今季、私がプリキュア以外に視聴しているアニメは3作品、『峰不二子〜』『ニャル子さん』『氷菓』なわけなんすけど、何か久しぶりにどれも迷い無くソフト購入意欲が湧くとゆーか、私個人の嗜好にかなり嵌った良作揃いの期だなぁとか思ったり思わなかったりしてございますよ。この3作品の中でも特に…うん、自分でも少し意外に思いますが、原作は読んでいたけれども特に最初は視聴予定では無かった『氷菓』に惹かれてますわね。これが京アニクオリティか、なんて軽く云っちゃうのも色々な意味で生半可な気も致しますが、いや何でしょね、そりゃ映像メディア化なわけですから、原作とは相違点が出てくるのも已む無しなんすけど、それが個人的には納得できる範囲とゆーか、素人が偉そうに云わせてもらえるのなら「原作のリアルな軽い虚無感・虚脱感な締め方を、多少性善説寄りに振ったとしても物語的には大差無い」って感じでございますかしらね。特に7話のラストを観てそう思ったんすけども、原作のフキノトウのようなほろ苦い締めも良かったんですけど、アニメにおいては多少の救いを見せて後味を良くしたんですよね。つーかどっちの場面をラストにしたって、それは千反田さんの見た光景が「偶々そうであった」とゆーだけで、どーゆー味を切り取ろうとも姉妹の本質においては何ら変わりは無いわけですから、坂の下で足を捻ってしまった妹を気遣う姉が、あの後冷たい態度をとるかもしれないし、千反田さんたちを坂の上から手を振りながら1人で出迎えた姉が、あの後お祭りに行って妹のために綿菓子を買って帰るかもしれない。でもエピソードの締めとしてはどちらがより万人向けかって所なんすよね。未だ絆を蔑ろにすると叩かれる傾向のある世ですから、もしかしたらそこら辺を加味してのシーンだったのかもしれないすけど、個人的には物語的に大差無いのなら、アニメでのラストの方がより良かったと思う次第でありますわ。それはともかく『スマイルプリキュア!』第19話 「パパ、ありがとう! やよいのたからもの!」 感想。

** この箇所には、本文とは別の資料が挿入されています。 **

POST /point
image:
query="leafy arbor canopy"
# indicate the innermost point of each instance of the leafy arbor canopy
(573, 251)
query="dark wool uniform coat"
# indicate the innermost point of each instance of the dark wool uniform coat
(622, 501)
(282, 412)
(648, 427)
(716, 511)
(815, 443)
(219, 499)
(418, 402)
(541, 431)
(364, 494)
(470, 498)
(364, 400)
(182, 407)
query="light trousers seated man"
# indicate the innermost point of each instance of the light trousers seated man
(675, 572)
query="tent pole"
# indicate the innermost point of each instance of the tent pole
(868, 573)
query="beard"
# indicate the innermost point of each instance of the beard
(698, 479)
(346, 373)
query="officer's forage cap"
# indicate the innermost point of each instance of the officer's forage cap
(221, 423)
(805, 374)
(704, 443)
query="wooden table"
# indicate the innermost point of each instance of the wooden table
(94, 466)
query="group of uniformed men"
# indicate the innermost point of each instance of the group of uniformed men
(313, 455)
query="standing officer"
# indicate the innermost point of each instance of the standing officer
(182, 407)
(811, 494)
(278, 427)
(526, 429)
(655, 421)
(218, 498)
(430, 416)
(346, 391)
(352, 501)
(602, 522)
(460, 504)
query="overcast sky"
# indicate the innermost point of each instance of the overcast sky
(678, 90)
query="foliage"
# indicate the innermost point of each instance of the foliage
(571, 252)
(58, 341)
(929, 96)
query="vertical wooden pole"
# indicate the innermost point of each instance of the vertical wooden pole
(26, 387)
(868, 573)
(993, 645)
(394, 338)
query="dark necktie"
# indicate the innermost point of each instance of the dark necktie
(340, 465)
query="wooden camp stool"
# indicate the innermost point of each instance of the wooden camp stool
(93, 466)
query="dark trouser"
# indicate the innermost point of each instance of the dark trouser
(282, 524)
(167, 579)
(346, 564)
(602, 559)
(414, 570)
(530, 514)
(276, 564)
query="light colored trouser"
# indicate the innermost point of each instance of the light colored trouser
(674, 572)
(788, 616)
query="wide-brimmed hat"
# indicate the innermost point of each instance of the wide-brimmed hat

じぶんのなまえには、どういういみがあるのかな? 学校で、じぶんのなまえについて調べるしゅくだいがでたみゆきたち。やよいは、おうちにかえって、ママになまえのことをきいてみたの。するとママは、「パパが『やよいにする』って決めたのよ。どうしてそうしたのかは、やよいにはなしをしたって言ってたけど…。」とおしえてもらったわ。やよいのパパは、やよいが5さいのときに天国へいってしまったの。パパはやよいに、なまえを“やよい”にきめたりゆうを、おしえてくれたはずなのに…。やよいは、パパがなにをおはなししてくれたのか、おもいだせない。パパはわたしのこと、どうおもってたんだろう? しょんぼりするやよいのまえに、ウルフルンがあらわれた! やよいは、パパとのだいじなおもいでをおもいだせるかな…!?(朝日放送公式HPより)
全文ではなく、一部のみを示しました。